OCT. 1, 1902
The top stories in The Evening Herald on this date 105 years ago:
Jumped too soon
Miss Ella Hoag, a sixteen-year-old girl living four miles south east of Greenwich, stepped off a fast moving Big Four train at Greenwich, Saturday night, and sustained injuries which may prove fatal. She is now lying very low at her home near Greenwich and several physicians are doing all in their power to save her life, but their efforts, it is feared, will be in vain.

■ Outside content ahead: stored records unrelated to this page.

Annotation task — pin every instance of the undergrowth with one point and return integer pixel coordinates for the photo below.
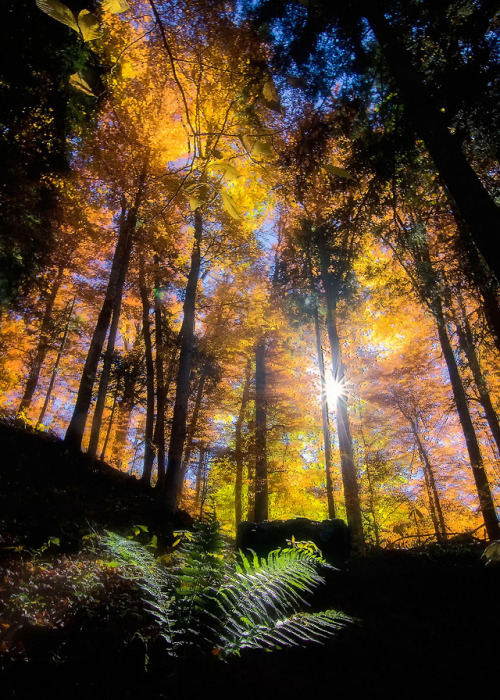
(203, 598)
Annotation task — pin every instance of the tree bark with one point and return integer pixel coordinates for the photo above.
(76, 428)
(261, 499)
(173, 474)
(238, 444)
(57, 363)
(102, 391)
(475, 205)
(466, 342)
(192, 426)
(324, 417)
(110, 423)
(150, 379)
(159, 433)
(434, 500)
(348, 469)
(486, 502)
(43, 343)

Miss Hoag, although grown to womanhood, before the day of the accident had never been on a railroad train. She had watched the cars go by from a buggy on numerous occasions at the cross roads and dreamed of the day when she might travel that way the same as other people. The time came Saturday. With an elder sister she went to Cleveland, returning home at night. When the brakeman called "Greenwich," unused to the ways of the railroad, she started for the door. The train was slackening in speed for a target and the sister thought nothing of her sister's haste, beyond her preparing herself for leaving the train.
When the young girl reached the platform she continued her efforts to leave the train and without the least fear stepped off into the darkness. She struck the roadbed and then plunged with terrific force, down a thirty-five foot embankment, striking against a fence.
Milton Laylin dead
Milton Laylin, one of Norwalk's oldest in habitants died this morning at 10:10 o'clock at his home, No. 68 Milan Street, after a lingering illness.
Mr. Laylin was 78 years old last March and has spent practically all of his life in this city and vicinity. He leaves a wife and one son, Geo. Laylin.
Jake Krieger has moved what remains of his stock of groceries into the basement of the Stewart block on Seminary Street and is fitting up the ground floor room for an office and sample room.
He will conduct a general brokerage business, handling by sample the product of several large manufacturers and jobbers. He will not handle the goods as a wholesaler but will solicit and fill orders from the factory.
Daniel Campbell, husband of the woman who went suddenly and violently insane on a Nickel Plate train last Friday, arrived in the city yesterday and was recognized by his wife who had recovered almost wholly her mental powers. It is needless to say the poor woman and children were overjoyed to see the husband and father.
The trip to Scotland was abandoned and the family left this noon on the electric car for Bellevue where they took the Nickel Plate train for home in Wyoming.
Met on bridge
The L.S. electric car due in Norwalk at 3 o'clock met the C.E. & W. east bound car on the East Main Street bridge and a dispute ensued concerning the right of way.
Neither crew would back up and some of the passengers got off and walked into town.
About twenty minutes later the C.E. & W. car backed down to the Y and there the trouble ended.